2. Material and methods Suitable patients entered a 24 weeks, randomized, placebo-controlled, two-period cross over study to compare the effects of continuous transdermal estradiol replacement therapy with placebo on blood pressure and its systemic hemodynamic determinants in postmenopausal women. Patients were informed of the aim of the study and gave written consent. Exclusion criteria consisted of the following: (a) history of breast cancer, (b) neoplastic, endocrine, cardiac or vascular diseases, (c) estrogen treatment during the last 2

months prior the beginning of the study, (d) present treatment with drugs that may interfere with circulation or with estradiol metabolism, (e) vaginal bleeding in response to 5 days of 5 mg of oral medroxyprogesterone acetate. (f) moderate, severe, complicated or treated arterial hypertension, (g) inadequate waveform on impedance cardiography tracing. Concomitant medications taken by some patients were: benzodiazepines in five, nonesteroideal anti-inflammatory agents in six, antilipemic agents in three and veralipride in two. During an inclusion period of 16 months, 33 postmenopausal women, aged 47–62 years, were randomized into one of two sequences: placebo patches for the first 12 weeks and transdermal estradiol patches for the second (group 1, n= 16) or the same treatment in the reverse order (group 2, n= 17). From the 33 patients initially recruited to the study, two were excluded for non-compliance (one during active period and the other during the placebo period), and two chose to withdraw, one because of lack of improvement during the active period and the other because of symptomatic impairment when changed from estradiol to placebo. Thus, 14 patients completed the sequence placebo-estradiol (group 1) and 15 the sequence estradiol-placebo (group 2). Twentyfour women had spontaneous and five had surgical menopause. In order to maintain the symmetry of the sequences, norethisterone acetate (NETA) in women with intact uteri was given for the last 12 days of both estradiol and placebo arms. The five hysterectomized women did not received NETA. Estrogen deficiency symptoms were scored according to their intensity (absent 0, mild 1, moderate 2 and severe 3). Hot flushes and sweating were multiplied by four, nervousness and insomnia by two and fatigue, dyspareunia, palpitations, headache and dizziness by one. The transdermal system consisted of a self adhesive acrylic matrix patch [10] delivering a constant dose of 0.05 mg of 17b-estradiol daily over 7 days [11]. Identical patches not containing estradiol were used during the placebo period. Women with intact uteri received 1 mg of NETA orally during the last 12 days of each treatment period.

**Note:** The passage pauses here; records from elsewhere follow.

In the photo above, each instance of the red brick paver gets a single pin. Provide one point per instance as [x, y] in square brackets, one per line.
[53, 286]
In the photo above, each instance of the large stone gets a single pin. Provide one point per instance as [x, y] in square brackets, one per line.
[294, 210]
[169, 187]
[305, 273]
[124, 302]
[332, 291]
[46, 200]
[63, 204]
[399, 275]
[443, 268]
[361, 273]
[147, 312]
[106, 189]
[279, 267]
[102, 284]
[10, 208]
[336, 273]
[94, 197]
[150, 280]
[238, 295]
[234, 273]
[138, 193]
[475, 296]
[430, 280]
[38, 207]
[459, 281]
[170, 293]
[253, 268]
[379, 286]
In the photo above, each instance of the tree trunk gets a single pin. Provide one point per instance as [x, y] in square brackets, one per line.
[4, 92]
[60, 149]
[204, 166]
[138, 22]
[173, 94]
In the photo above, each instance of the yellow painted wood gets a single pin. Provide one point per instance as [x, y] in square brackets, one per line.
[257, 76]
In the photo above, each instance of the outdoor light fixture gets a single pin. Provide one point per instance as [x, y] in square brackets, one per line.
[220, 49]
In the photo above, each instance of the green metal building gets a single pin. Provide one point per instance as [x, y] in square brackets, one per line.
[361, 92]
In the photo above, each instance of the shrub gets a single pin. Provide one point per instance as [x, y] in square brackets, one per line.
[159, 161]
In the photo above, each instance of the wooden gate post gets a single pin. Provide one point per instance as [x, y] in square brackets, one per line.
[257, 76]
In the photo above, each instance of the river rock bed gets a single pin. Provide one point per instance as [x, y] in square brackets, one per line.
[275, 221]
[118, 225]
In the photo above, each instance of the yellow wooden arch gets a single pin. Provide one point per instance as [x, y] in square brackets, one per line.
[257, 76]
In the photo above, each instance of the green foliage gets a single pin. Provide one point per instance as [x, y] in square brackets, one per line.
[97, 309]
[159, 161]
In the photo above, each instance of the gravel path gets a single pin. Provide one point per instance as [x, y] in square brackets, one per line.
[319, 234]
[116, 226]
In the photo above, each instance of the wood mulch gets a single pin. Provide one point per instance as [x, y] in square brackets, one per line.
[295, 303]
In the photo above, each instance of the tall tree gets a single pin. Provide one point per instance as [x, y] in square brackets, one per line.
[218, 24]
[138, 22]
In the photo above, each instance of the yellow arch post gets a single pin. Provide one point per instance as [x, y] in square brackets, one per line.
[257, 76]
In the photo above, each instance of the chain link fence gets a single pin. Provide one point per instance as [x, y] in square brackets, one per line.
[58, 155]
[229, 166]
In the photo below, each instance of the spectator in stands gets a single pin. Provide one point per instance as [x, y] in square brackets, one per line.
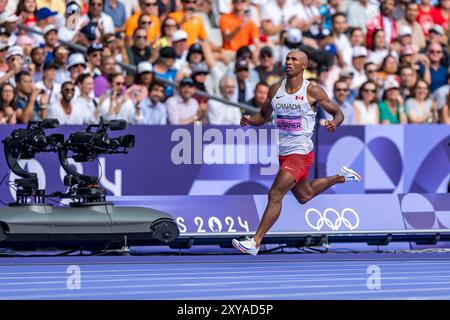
[7, 104]
[15, 61]
[94, 60]
[179, 44]
[341, 90]
[365, 107]
[392, 110]
[116, 10]
[436, 34]
[237, 28]
[275, 16]
[86, 100]
[361, 11]
[97, 21]
[31, 103]
[378, 48]
[440, 95]
[425, 16]
[244, 87]
[410, 20]
[144, 74]
[37, 59]
[114, 105]
[64, 110]
[189, 22]
[358, 61]
[389, 67]
[152, 108]
[268, 71]
[260, 95]
[408, 79]
[48, 84]
[183, 108]
[356, 40]
[421, 108]
[164, 68]
[76, 66]
[61, 59]
[101, 83]
[55, 5]
[384, 21]
[149, 7]
[442, 14]
[339, 25]
[220, 113]
[140, 50]
[11, 29]
[168, 28]
[26, 11]
[437, 72]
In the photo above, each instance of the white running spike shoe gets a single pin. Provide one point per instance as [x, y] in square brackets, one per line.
[349, 174]
[247, 245]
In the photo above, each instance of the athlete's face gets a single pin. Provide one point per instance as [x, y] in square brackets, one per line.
[296, 62]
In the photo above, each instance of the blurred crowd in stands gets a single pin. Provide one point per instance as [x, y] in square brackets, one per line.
[382, 62]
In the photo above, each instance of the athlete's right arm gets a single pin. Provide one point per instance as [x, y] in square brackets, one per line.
[264, 114]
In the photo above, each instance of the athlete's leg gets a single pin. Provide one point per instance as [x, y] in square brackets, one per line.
[305, 190]
[282, 184]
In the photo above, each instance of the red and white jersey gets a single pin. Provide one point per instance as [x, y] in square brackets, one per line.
[295, 120]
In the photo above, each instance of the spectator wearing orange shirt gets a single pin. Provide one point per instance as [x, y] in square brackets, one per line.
[237, 28]
[149, 7]
[189, 22]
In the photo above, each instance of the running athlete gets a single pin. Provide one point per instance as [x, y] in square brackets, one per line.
[294, 102]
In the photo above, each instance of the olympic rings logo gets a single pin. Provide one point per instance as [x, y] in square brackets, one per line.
[335, 221]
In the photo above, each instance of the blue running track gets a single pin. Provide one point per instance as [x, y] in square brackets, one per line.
[232, 276]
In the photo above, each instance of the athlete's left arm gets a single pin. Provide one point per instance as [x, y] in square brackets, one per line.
[318, 96]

J. Alfie et al. / Maturitas 27 (1997) 163–169

Thus, the hemodynamic effects of estradiol alone was assessed in 29 patients whereas the effect of progestin addition was assessed in a subsample of 24 patients. Plasma samples during estradiol treatment were not available in two women. Plasma was separated immediately and frozen ( −20°C) until analyzed for 17b-estradiol. Plasma levels of 17b-estradiol were determined by radioimmunoassay (Diagnostic Products Corporation, USA). Hemodynamic measurements were performed at baseline, at the end of each treatment period (immediately before progestin addition), and again between 7 to 12 days of NETA addition. Patients were asked to avoid smoking, drinking tea or coffee in the morning of the hemodynamic study. Blood pressure was determined on the right arm with a mercury sphygmomanometer. Impedance cardiography (Minnesota model 304 B, Surcom) was utilized for noninvasive monitoring SV, using the technique and formula proposed by Kubicek et al. [12]. Tracings of five consecutive cardiac cycles in apnea (passive expiration avoiding Valsalva) were recorded at a paper speed of 50 mm/s and manually measured. Hemodynamic recordings were obtained in quadruplicate, at rest in supine position. The CO was calculated as SV×HR, where HR, heart rate. Mean arterial pressure (MAP) and SVR were calculated by standard formulas. In our laboratory, the correlation coefficient between the simultaneous CO values obtained by impedance cardiography and thermo-dilution in 14 patients was 0.94, and the mean of the paired differences between the two methods was 0.08 l/min [13]. Differences in symptomatic score among baseline, placebo and estradiol treatment were assessed by Friedman test. The analysis of the crossover design was performed by the method of Grizzle [14]. Hemodynamic effects of NETA administration on placebo and estradiol arms were assessed by repeated measures ANOVA and Student –Newman–Keuls test. The relation between hemodynamic changes and plasma estradiol concentration was assessed by correlation analysis and unpaired t-test.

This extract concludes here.